Both evolutionary biologists and ecologists are gaining new insights from large datasets on the traits and genomics of species. However, as these datasets are organised by species, they rely on our species lists being accurate in the first place. Data from “species” like the Olive-backed Sunbird or Black Sunbird might prove misleading, as each of these actually represent multiple species. Meanwhile, a small population like that of the Wakatobi Sunbird may not be included in such a dataset at all if it isn’t recognised as a species.
To quote an 1863 paper by Wallace, the world’s species represent “the individual letters which go to make up one of the volumes of our earth’s history and, as a few lost letters may make a sentence unintelligible, so the extinction of the numerous forms of life which the progress of cultivation invariably entails will necessarily render obscure this invaluable record of the past”. It is therefore an irrevocable loss to the world, to humanity, and to science when a species goes extinct while still unrecognised, “uncared for and unknown”.

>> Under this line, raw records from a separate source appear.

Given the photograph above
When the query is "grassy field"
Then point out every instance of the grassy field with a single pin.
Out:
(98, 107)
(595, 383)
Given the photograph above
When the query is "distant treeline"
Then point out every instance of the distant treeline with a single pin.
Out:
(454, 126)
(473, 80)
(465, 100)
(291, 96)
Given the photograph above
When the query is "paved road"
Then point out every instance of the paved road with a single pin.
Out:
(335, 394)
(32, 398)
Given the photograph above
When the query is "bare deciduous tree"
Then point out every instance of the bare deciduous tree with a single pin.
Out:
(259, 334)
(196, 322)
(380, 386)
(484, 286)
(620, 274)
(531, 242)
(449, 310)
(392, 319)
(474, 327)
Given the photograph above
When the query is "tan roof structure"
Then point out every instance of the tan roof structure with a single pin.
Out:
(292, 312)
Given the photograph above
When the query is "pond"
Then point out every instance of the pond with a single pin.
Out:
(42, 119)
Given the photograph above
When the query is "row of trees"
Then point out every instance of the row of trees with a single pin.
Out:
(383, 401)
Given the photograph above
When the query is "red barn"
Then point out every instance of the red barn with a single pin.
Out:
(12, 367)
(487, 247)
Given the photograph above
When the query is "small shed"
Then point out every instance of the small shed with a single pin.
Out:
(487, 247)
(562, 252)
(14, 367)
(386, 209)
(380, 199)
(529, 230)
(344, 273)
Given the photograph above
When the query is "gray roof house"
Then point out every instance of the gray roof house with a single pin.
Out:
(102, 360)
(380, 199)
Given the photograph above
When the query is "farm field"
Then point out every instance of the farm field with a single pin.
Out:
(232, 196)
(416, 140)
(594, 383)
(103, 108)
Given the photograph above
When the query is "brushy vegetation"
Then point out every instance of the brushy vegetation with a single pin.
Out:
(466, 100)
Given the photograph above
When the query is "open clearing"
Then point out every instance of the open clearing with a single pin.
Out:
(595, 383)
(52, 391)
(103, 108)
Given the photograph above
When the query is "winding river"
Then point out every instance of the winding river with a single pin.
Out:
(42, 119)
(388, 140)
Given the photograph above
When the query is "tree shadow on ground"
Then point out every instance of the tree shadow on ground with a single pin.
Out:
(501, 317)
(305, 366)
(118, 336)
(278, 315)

While the Wakatobi Islands are biogeographically “remote” due to their small size and the permanent water barriers that surround them, it is worth noting that they are not the stereotypical “desert islands” Western readers may imagine. The islands have been part of important shipping lanes since at least the 14th century, and the people of the Wakatobi are known for their maritime traditions and unique language. As Dr David Kelly, the second author on the recent paper remarked: “The identification of the Wakatobi Sunbird serves to remind us that biodiversity is everywhere. This bird wasn’t found in a remote rainforest, but along the scrubby margins of busy towns and villages. Let us hope the children of the Wakatobi will be able to enjoy these special birds for generations to come.”
The beauty of the sunbirds has attracted scientists and artists for many years. Elsewhere in Indonesia, Java’s Borobudur (the largest Buddhist temple in the world, constructed in the 8th or 9th century CE) displays carvings of Olive-backed Sunbirds drinking nectar on its walls. The researchers who identified these carvings hypothesise that this symbolises the Buddhist ideal of enlightenment. Over a thousand years later, sunbirds are still enlightening us on the origin of species.